Earlier this week I read "Should kids go back to pen and paper?" and immediately answered the question with a resounding "No!"  I'm a teacher of technology myself, so I know how easy it is to let students get lazy and skimp on good writing practices.  However, the personal computer really serves two basic functions for most of us, especially in education.  First and foremost, it is a glorified typewriter.  Second, when connected to the Web, it is an incredibly powerful research tool.  When students are taught to use these tools well, their education and their ability to gather, synthesize, and disseminate information is greatly enhanced.

My fellow bloggers and I have harped on the "PC as a tool" concept ad nauseum.  This idea hasn't gone away.  How many of you wasted countless hours rewriting drafts of reports and essays in pen and in cursive, often because of minor corrections or because the paper had become heavy and deformed with white-out?  If we're going to abandon the computer as a word processor, we might as well break out the papyrus and stone tablets.  Does anyone actually write anything other than grocery lists anymore (I happen to type those as well, but I'm a bit of a geek)?  Could you imagine the snail's pace to which modern business would crawl if we were all required to write instead of type?

Sure, I'm being a bit tongue-in-cheek, but I think you get my point.  The blog post that got me started on all of this cites a lack of pre-writing, drafting, revision, etc., but makes no mention of time saved through the use of a word processor.  Similarly, the article notes the ease with which students can simply cut and paste from the Web without any critical thought of their own.  Yet whose fault is that?  I would suggest that there are two ways in which we as educators are at fault.  The first is that we should be able to recognize plagiarism in the vast majority of cases, but fail to punish students in such a way as to deter others from continuing the practice. 
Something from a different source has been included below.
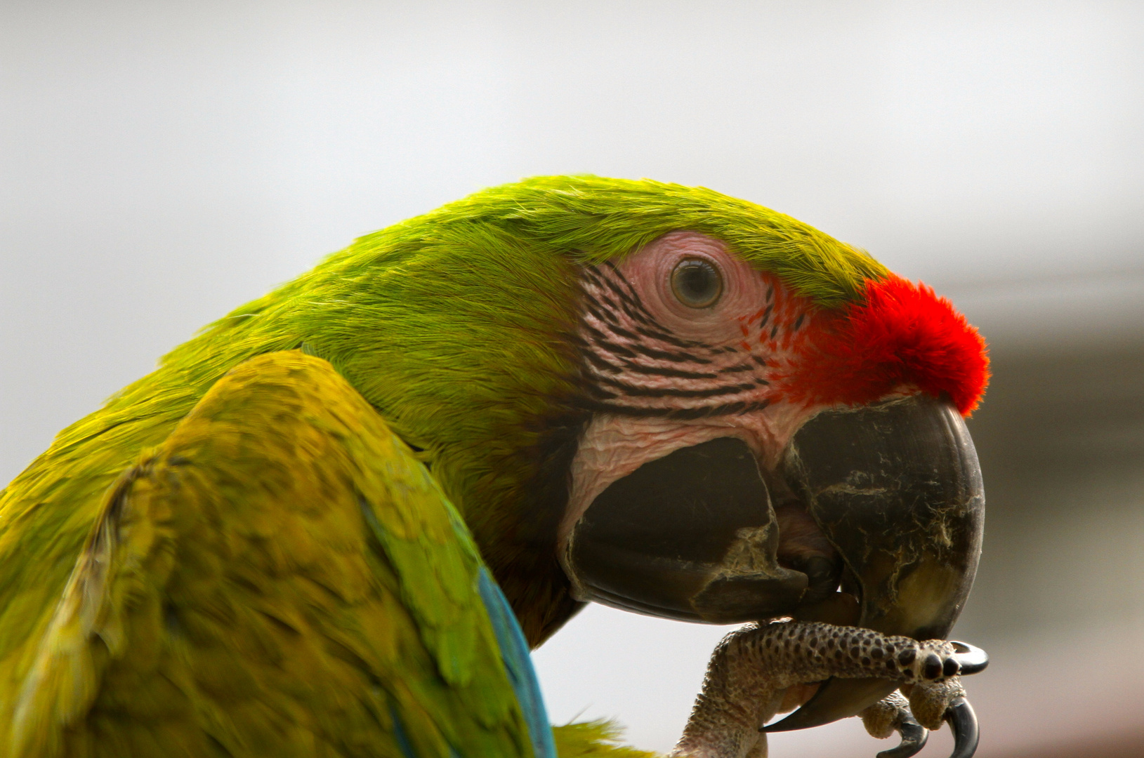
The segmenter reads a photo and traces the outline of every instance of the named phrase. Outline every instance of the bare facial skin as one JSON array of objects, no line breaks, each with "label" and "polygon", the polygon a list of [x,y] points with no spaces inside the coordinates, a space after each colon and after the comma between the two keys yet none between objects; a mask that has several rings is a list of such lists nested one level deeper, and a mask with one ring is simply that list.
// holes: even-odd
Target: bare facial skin
[{"label": "bare facial skin", "polygon": [[[673,290],[672,274],[685,261],[718,271],[722,293],[713,305],[690,308]],[[815,318],[811,304],[777,277],[734,258],[720,240],[686,231],[665,234],[617,266],[589,271],[583,290],[581,336],[603,407],[572,463],[561,554],[573,526],[609,485],[710,439],[746,442],[777,497],[785,485],[773,471],[784,447],[821,409],[789,401],[778,382],[796,359],[794,336]],[[617,412],[607,413],[610,406]],[[717,412],[730,406],[732,412]],[[668,409],[675,413],[656,415]],[[684,417],[688,412],[697,417]],[[776,503],[776,514],[780,561],[833,554],[801,508]]]}]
The second again goes back to same old story that we have been telling for a while now.  Our roles as educators are changing and, although it sounds corny, we are quickly becoming shepherds for our students.  Billions of pages worth of information are a few mouse clicks away, but the sum of human knowledge is worthless if we don't teach our students to use it.  All too few of them realize that there is more to the Web than MySpace and Google and we must teach them how to use the Net as a tool (and punish them when they abuse it).

Of course kids shouldn't go back to pen and paper, any more than they should go back to cave painting and heiroglyphics.  By the time our students reach the real world, they will rarely encounter a need for pen and paper and there is no reason that we should force them into inefficient and archaic means of communication.  Rather, we need to exploit the very technologies that have allowed shortcuts to creep in along with added efficiency. 

The article in question criticizes Word and its advanced word processing features.  Yet this program has built-in commenting and collaboration features that would lend themselves quite nicely to peer and teacher review of a document shared over a network.  Email also provides a means for submission of drafts to teachers for review and comment.  Even blogs and forums (both easily set up for free in any number of venues) offer modern and engaging collaboration tools.  Imagine if every student in a class needed to post their essays to a blog and solicit 3 or 4 peer reviews (also posted as responses to the blog).  This is, in fact, fairly commonplace in distance learning environments.

As always, it is very easy to throw out the baby with the bathwater when looking at technology in education.  However, we as teachers need to move into the 21st century as quickly as our students are to prepare them for life outside of academia.  We need to update the ways in which we teach to use available technology while still producing writers who can form complete paragraphs devoid of emoticons.  It can be done, but us old dogs have to learn some new tricks.